La mejor técnica para diagnosticar el cáncer de cuello uterino es el frotis de Papanicolau, que recibe este nombre de su descubridor George N. Papanicolau. En esta sencilla prueba, se obtienen células del epitelio cervical con una torunda de algodón o una espátula especial de madera, que se examinan al microscopio en busca de lesiones celulares precancerosas o signos de malignidad.
Si el frotis de Papanicolau revela anomalías del epitelio, se recomienda realizar una biopsia cervical bajo control colposcópico (colposcopia). En esta técnica, que puede llevarse a cabo de forma ambulatoria, se utiliza un instrumento parecido a un microscopio, llamado colposcopio, que facilita al médico una visión ampliada de la vagina y de la superficie cervical. Si se detecta cualquier tejido anómalo o sospechoso se obtienen muestras para su análisis (biopsias) utilizando unas pequeñas pinzas. Si al examinar las muestras al microscopio estas revelan la presencia de lesiones cancerosas o precancerosas, se realiza bajo anestesia general una biopsia más extensa, llamada biopsia cónica (conización), para establecer un diagnóstico definitivo.

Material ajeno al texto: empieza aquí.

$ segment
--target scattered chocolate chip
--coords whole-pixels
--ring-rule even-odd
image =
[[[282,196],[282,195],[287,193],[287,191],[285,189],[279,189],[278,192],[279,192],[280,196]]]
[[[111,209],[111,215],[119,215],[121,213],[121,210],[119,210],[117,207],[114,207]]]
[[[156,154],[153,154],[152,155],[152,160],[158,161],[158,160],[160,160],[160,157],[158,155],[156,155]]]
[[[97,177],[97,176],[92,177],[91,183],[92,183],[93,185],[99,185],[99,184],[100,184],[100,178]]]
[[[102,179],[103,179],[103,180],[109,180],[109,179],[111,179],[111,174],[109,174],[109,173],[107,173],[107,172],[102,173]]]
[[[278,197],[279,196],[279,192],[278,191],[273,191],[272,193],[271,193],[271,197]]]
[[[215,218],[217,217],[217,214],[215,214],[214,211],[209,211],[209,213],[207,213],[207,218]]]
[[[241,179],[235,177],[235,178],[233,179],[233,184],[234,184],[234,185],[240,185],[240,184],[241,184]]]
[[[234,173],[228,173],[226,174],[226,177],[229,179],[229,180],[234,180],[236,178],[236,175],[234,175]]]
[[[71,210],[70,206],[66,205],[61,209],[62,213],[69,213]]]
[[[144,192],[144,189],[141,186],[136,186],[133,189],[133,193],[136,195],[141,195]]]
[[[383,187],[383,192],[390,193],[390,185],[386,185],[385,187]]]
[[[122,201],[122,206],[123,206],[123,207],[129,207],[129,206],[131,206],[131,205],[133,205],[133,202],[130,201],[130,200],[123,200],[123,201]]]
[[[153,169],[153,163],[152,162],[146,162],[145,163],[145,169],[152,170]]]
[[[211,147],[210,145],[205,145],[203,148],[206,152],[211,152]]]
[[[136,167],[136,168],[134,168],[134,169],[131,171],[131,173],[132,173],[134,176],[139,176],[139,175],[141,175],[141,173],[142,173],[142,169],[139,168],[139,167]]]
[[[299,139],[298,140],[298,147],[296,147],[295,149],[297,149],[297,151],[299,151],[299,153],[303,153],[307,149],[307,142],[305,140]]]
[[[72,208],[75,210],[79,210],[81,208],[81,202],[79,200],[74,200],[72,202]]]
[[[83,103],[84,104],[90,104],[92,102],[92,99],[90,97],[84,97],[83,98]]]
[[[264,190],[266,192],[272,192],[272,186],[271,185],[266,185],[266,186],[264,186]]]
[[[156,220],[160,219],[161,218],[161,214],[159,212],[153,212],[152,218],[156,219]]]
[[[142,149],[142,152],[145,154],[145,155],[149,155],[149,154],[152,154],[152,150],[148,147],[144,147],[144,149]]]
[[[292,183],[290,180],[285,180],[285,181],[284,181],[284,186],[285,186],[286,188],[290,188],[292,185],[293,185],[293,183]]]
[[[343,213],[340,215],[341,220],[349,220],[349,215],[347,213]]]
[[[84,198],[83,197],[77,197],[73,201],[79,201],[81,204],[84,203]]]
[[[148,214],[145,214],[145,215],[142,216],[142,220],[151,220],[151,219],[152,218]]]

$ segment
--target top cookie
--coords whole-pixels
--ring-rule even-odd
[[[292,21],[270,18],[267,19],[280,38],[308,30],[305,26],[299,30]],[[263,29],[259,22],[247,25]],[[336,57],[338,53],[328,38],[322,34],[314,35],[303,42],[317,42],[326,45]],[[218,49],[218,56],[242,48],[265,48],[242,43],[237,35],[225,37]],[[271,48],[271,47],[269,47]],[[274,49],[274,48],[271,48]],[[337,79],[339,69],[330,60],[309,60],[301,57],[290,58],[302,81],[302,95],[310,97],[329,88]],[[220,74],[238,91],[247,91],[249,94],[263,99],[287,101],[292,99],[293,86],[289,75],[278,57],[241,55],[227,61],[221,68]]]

En la mayoría de las mujeres se recomienda realizar un frotis de Papanicolau anual poco después de iniciar la etapa de actividad sexual. En las mujeres con frotis consecutivos normales en las que además el riesgo de cáncer de cuello uterino es menor, como es el caso de aquellas que no tienen actividad sexual o en las que se ha efectuado una histerectomía, el médico puede decidir realizar frotis de Papanicolau cada dos o tres años.
Desafortunadamente, un número significativo de mujeres, en especial aquellas que pertenecen a grupos socioeconómicos desfavorecidos o cuya edad supera los 60 años, no se realizan frotis de Papanicolau de forma regular. En un estudio se señaló que de 481 mujeres diagnosticadas de cáncer de cuello uterino avanzado, más del 28% nunca se habían realizado un frotis de Papanicolau, casi un 33% no se había realizado ninguno durante al menos los cinco años previos al diagnóstico y un 15% no regresó para hacer un seguimiento después de un frotis anómalo o no concluyente.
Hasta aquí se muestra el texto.